L’affaire du sous-marin de 30 mètres (il devait être descendu sur la côte en 3 morceaux ressoudés sur place !) terminée comme on vient de le voir par saisie avant sa mise à flots, les trafiquants n’en ont pas pour autant abandonné l’idée du transport sous-marin. A Buenaventura, le 6 novembre 2007, la police tombe sur un chantier naval peu ordinaire. Dans deux docks de bois, ils trouvent deux autres sous-marins de 17 mètres de long en fibre de verre, pouvant contenir jusqu’à 5 tonnes de cocaïne. Selon les autorités, les deux engins auraient eu pour commanditaires... les Farc. Le 16 juillet 208, la marine mexicaine arraisonne au large d’Oaxaca, à 320 km des côtes un autre submersible. A bord 6 tonnes de cocaïne répartis en 257 paquets. En 2006, des policiers italiens ont interrompu une opération de transfert par sous-marin entre la Colombie et l’Italie, un projet de la mafia calabraise de transfert de 10 tonnes de cocaïne. Les tonnages par sous-marin dépassent ceux déjà assez mirobolants des avions qui sillonnent le Golfe du Mexique.

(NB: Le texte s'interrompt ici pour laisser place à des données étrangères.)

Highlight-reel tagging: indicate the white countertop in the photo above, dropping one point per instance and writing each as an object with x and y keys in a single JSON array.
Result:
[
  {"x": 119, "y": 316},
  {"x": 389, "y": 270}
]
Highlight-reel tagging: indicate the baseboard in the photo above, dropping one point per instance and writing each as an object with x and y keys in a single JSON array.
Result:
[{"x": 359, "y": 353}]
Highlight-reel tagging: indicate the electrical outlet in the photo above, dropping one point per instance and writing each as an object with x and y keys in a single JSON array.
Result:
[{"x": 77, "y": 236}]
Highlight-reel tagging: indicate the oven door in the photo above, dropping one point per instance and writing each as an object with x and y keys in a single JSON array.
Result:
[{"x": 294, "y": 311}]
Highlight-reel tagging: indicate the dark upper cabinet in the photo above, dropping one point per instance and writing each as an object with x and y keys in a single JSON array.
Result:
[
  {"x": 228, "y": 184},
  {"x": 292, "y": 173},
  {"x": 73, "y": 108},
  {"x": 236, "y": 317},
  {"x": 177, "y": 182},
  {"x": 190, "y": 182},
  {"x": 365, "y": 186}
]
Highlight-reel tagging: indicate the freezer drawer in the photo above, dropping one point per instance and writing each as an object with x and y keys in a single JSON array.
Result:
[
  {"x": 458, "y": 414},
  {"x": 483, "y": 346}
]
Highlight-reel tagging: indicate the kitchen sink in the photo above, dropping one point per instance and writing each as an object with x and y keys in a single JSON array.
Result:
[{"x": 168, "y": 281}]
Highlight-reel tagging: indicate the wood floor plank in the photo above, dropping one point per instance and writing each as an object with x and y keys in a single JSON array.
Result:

Ironie du sort : pour arriver plus rapidement sur l’objectif lors d’une intervention contre des sous-marins, les Colombiens ont utilisé deux des six Mil-17 achetés au trafiquant de drogue "Tarzan"... le même engin avait été vu en construction dans l’arrière-pays au Sud dans la province de Narino quelques mois avant. Les engins de toutes sortes, dont certains réduits parfois à un simple cylindre d’acier et tirés par des cargos, semblent avoir aussi de l’autonomie, ravitaillés en pleine mer par d’autres cargos qui les rejoignent part GPS : en 2006, des policiers de Galice (en Espagne) tombent sur un sous-marin similaire, près du port de Vigo. En 2008, on en trouve sur les bords des côtes de Guinée-Bissau. Le Southcom US estime chacun à environ 2 millions de dollars. Le procédé est plus que devenu à la mode, on est quasiment au stade industriel. En 2007, treize sous-marins ont été découverts. On estime à une cinquantaine le nombre d’appareils fabriqués. Dans les six premiers mois de cette année, 42 vaisseaux ont déjà été découverts et saisis par l’US Navy. Le Golfe du Mexique, le Pacifique et même l’Atlantique sont devenus des centres de navigation pour sous-marins bourrés de drogue. A signaler aux prochains partants d’un tour du monde en solitaire : avant on craignait les billes de bois ou les containers dérivants, aujourd’hui il va falloir penser à louvoyer entre les sous-marins de trafiquants de drogue.
La Colombie est donc toujours noyée dans ses histoires de drogue car la lutte choisie par son président n’est pas une lutte efficace d’éradication, mais un moyen de s’équiper en matériel militaire supplémentaire, avec l’aide des Etats-Unis qui voient en lui un des derniers bastions des politiques de droite en Amérique du Sud. Nous verrons qu’à l’origine de ce choix il y a tout autre chose, et que d’autres personnes que les trafiquants de drogue bénéficient de cette désorganisation totale du pays, où les armes sont toujours le seul moyen d’imposer une politique que n’a pas comme objectif principal le bonheur d’un peuple, mais surtout et avant tout l’enrichissement de quelques-uns.
PS : vous pourriez aussi demander ce qu’il est advenu de "Tarzan". Eh bien après être parti en... Israël, serré de près par le FBI, puis être revenu au Canada qu’il a dû fuir après avoir été accusé de trafics de prostituées... il est à nouveau reparti y couler des jours heureux. Pourquoi Israël, me direz-vous ? Ah ça... Tout petit, paraît-il, il avait rêvé d’intégrer la Marine israélienne, avait raté son concours d’officier et avait vainement tenté les Navy Seals... sans y parvenir non plus. L’attrait du pays, sans doute.